Héctor frunció el ceño al escucharla:
—¿A dónde fueron?
Sabía que Delfina y Cecilia no se llevaban bien, y no podía obligar a Josefina a llevar a Delfina en su viaje. Ahora solo le importaba Cecilia.
—Vamos para Luminosa. Está bien bonito y no hace tanto calor, está a gusto
En realidad, también querían ir a Altosol, pero dependía de si les alcanzaba el tiempo.
—Justo tengo que ir allá por un viaje de negocios, ¿qué tal si me uno a ustedes? —propuso Héctor impulsivamente—. Aprovecharé para llevar a Delfi a pasear. Yo me encargo de ella, no tendrán que preocuparse ni sentirse incómodos. Y yo cubro todos los gastos del viaje.
Había que admitir que la última frase de Héctor era tentadora.
Pero Josefina no era tonta:
—Primo, no puedo decidirlo sola, tengo que consultarlo con los demás.
Sin esperar a que Héctor dijera más, preguntó en voz alta a los del coche:
—Oigan, mi primo Héctor dice que quiere venir con nosotros.
—No —rechazó Cecilia de inmediato sin dejar de manejar.

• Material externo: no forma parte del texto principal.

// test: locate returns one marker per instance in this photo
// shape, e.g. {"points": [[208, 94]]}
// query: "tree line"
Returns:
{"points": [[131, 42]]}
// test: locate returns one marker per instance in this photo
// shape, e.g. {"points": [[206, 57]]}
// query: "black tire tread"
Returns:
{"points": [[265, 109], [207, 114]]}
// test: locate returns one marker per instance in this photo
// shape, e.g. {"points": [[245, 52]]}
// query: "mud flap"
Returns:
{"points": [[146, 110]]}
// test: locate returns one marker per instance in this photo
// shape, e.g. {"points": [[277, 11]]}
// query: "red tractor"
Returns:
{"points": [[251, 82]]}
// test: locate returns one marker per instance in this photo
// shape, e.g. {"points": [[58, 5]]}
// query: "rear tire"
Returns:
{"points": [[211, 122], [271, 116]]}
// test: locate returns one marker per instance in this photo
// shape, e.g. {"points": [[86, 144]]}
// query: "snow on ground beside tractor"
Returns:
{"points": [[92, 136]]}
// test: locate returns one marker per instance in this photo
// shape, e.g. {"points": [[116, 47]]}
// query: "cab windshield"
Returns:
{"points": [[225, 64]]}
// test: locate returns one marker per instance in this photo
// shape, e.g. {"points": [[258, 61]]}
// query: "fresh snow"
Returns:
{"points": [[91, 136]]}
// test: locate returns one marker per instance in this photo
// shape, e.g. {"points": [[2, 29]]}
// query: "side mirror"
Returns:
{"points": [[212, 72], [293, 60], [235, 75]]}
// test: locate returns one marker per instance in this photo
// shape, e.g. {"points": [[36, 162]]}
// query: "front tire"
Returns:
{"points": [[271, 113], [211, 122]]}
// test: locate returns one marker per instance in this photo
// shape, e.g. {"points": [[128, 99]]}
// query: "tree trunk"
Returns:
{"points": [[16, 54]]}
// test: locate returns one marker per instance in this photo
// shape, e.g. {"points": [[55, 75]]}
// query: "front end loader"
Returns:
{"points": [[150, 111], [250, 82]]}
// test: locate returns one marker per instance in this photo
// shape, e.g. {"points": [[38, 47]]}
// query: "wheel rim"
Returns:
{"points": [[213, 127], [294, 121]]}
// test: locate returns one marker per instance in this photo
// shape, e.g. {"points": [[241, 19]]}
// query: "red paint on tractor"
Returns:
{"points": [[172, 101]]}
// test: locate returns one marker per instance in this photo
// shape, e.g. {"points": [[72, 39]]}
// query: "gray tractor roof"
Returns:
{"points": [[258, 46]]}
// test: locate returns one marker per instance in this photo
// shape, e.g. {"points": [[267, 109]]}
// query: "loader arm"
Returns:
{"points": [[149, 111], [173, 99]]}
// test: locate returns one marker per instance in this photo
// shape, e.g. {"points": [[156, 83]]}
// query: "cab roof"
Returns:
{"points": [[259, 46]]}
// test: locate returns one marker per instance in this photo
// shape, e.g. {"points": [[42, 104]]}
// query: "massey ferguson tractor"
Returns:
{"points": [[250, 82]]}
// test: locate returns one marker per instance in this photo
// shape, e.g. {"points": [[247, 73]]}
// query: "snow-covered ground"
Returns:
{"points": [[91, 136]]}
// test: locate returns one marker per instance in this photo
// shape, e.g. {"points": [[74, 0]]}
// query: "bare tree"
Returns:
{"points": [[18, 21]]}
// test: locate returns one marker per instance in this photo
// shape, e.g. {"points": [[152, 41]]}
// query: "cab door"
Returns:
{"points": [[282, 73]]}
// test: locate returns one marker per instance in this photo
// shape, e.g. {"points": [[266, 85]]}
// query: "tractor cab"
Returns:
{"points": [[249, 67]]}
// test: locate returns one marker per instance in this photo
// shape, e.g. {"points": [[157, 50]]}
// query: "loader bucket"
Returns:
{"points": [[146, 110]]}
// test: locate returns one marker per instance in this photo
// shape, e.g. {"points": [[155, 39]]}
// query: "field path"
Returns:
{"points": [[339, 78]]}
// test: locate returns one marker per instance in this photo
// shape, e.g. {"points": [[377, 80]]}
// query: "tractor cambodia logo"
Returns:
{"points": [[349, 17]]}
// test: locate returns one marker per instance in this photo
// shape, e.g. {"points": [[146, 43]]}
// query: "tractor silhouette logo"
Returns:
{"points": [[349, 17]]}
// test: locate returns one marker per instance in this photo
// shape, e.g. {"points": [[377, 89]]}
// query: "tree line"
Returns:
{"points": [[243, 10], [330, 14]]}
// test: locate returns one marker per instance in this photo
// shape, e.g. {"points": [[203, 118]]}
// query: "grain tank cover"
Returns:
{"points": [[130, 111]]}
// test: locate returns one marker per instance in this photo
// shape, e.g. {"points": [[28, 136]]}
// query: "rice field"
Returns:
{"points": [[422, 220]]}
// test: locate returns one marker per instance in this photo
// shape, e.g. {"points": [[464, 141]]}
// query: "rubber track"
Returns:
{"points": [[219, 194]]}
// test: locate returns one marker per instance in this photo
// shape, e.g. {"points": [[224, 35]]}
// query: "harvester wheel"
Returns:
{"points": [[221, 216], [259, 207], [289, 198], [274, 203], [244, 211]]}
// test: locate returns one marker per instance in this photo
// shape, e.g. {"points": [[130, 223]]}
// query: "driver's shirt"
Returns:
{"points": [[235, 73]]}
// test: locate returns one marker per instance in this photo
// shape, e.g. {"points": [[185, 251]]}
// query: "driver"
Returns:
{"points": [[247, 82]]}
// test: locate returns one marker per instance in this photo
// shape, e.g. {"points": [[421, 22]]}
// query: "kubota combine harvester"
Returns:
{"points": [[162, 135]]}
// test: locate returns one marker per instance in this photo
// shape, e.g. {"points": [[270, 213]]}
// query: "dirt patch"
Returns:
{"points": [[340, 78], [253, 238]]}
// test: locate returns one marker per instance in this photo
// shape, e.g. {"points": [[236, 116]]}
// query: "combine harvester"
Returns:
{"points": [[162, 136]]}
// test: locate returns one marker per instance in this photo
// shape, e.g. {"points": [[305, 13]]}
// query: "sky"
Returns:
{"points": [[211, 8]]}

—Dice que está dispuesto a pagar todos nuestros gastos, pero tenemos que llevar a Delfina. Dice que él la cuidará, pero supongo que su intención es que se integre con nosotros.
A Sandra no le caía bien Delfina, así que frunció el ceño instintivamente.
—¿Quién necesita su dinero? Lo que queremos es divertirnos a gusto. ¿Cómo vamos a pasarlo bien si traemos a alguien que nos arruine el ambiente?
Al terminar de hablar, miró a Josefina de reojo. Después de todo, Delfina era su prima hermana. Si Josefina se molestaba, Sandra se sentiría apenada. Pero Josefina no mostró ninguna reacción negativa.